For RNAseq, we have used SHAP Gradient Explainer, a variant of SHAP tailored specifically for interpreting predictions from differentiable models, such as those built using deep learning frameworks with large features. In our case, it leverages the idea that gradients-how much a change in an input feature changes the latent variable-can provide insights into the model’s decision-making process. By integrating these gradients, the method can quantify the sensitivity of the latent space to each input feature. The SHAP value for feature i using the Gradient SHAP method can be approximated by

$$\begin{aligned} \phi _i^z \approx (x_i - x'_i) \times \left. \frac{\partial g(x)}{\partial x_i} \right| _{x=x'} \end{aligned}$$

(10)

where \(\phi _i^z\) is the approximate SHAP value for feature i affecting the latent variable z, and \(\frac{\partial g(x)}{\partial x_i}\) is the gradient of the encoder output to feature i, evaluated at a baseline input \(x'\).

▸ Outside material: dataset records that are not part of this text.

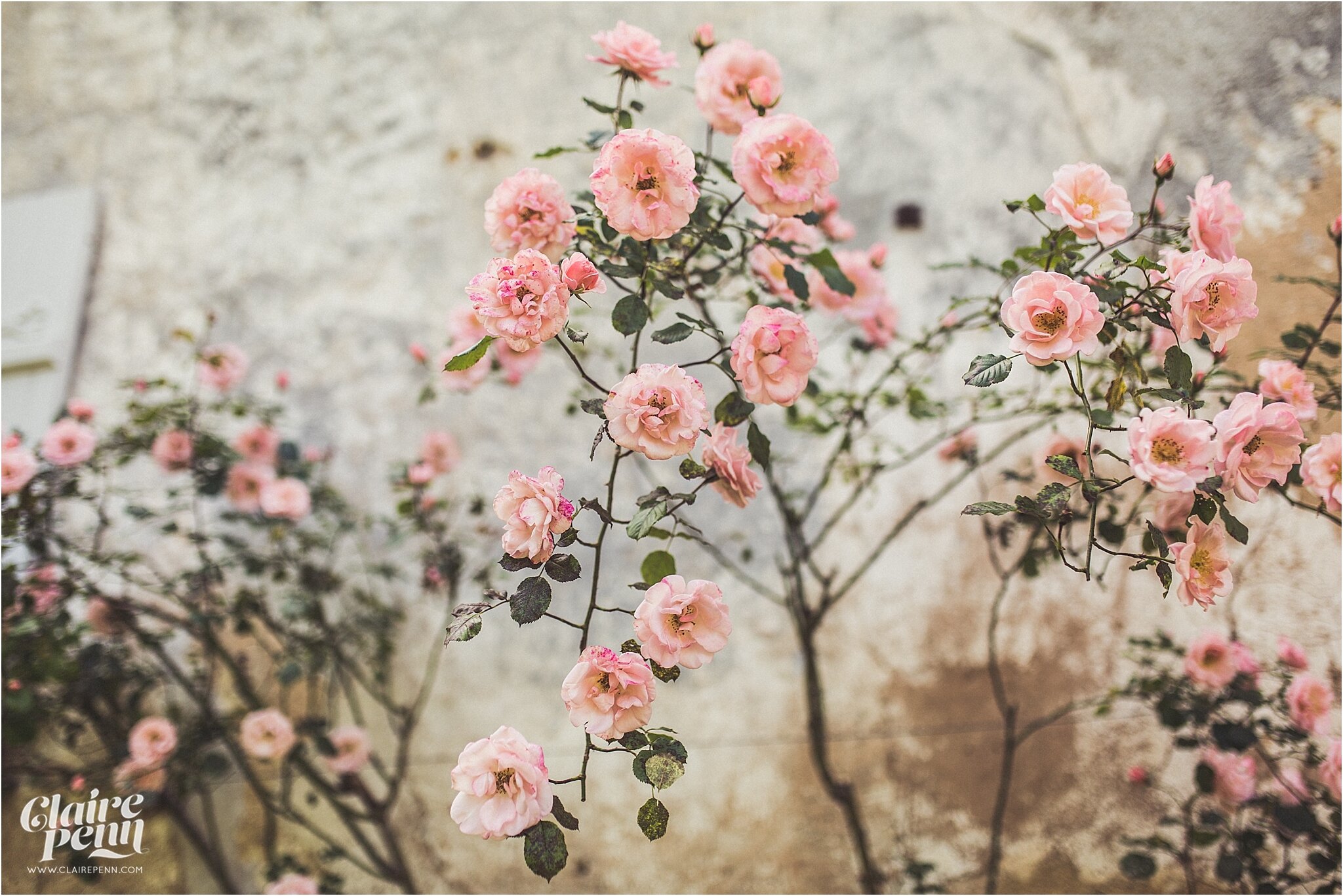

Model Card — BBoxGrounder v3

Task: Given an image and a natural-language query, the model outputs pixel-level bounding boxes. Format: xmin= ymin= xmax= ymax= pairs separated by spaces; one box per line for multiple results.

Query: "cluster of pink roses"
xmin=1184 ymin=630 xmax=1343 ymax=808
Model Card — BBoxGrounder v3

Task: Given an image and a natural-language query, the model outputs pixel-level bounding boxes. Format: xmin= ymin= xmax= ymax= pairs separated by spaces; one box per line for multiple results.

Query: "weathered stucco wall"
xmin=3 ymin=4 xmax=1339 ymax=892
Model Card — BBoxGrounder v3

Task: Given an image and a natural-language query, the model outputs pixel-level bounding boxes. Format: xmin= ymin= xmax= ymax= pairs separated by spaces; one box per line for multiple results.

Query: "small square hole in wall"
xmin=896 ymin=203 xmax=923 ymax=229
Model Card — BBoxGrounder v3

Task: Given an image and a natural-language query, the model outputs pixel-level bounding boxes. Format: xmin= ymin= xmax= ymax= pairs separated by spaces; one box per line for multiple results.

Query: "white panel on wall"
xmin=0 ymin=187 xmax=98 ymax=435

Gene ontology (GO) enrichment analysis

We have used GO enrichment analysis to understand the effect of important genes that act as a biomarker on a latent variable. This identifies which biological processes, cellular components, or molecular functions are overrepresented. The analysis compares the frequency of each GO term in our gene set obtained using SHAP values against a background set, usually representing the entire genome or a relevant subset. For this, we have used PANTHER classification system³⁶, which is regularly updated with GO annotations. The outcome of the GO enrichment analysis helps identify the biological significance of the latent variables derived from the autoencoder model. The p-value in analysis measures the statistical significance of the overrepresentation of GO terms in a set of genes of interest compared to a background set, whereas fold enrichment is a measure that helps to understand the magnitude of overrepresentation of a particular feature, such as a GO term, within a subset of interest compared to a background set. It can be defined as,

$${\text {Fold Enrichment}} = \frac{\text {{Proportion of genes with the GO term in the subset}}}{\text {{Proportion of genes with the GO term in the background}}}$$

(11)

Conclusion

We propose a multi-omics framework utilizing deep-learning autoencoders and tensors to identify cancer risk groups. Multi-omics integrates diverse data types, including methylation, somatic copy-number variation (SCNV), microRNA (miRNA), and RNA sequencing (RNAseq). Our framework employs autoencoders for each omics dataset separately to reduce dimensions and capture maximum information. Latent variables are extracted from individual omics data and integrated using tensors, followed by identification of common features using CANDECOMP/PARAFAC (CP) decomposition. The low-dimensional multi-omics data is clustered into two and three risk groups using hierarchical clustering. Several survival analysis experiments indicate that low-dimensional multi-omics data can be stratified into high and low-risk groups. Furthermore, we employed SHAP to identify the biomarker’s impact. Also, a classification model is constructed using fused features from multi-omics data to predict tumor purity in Breast cancer. Future directions will incorporate biological knowledge to further investigate the interrelationships among different techniques and molecules.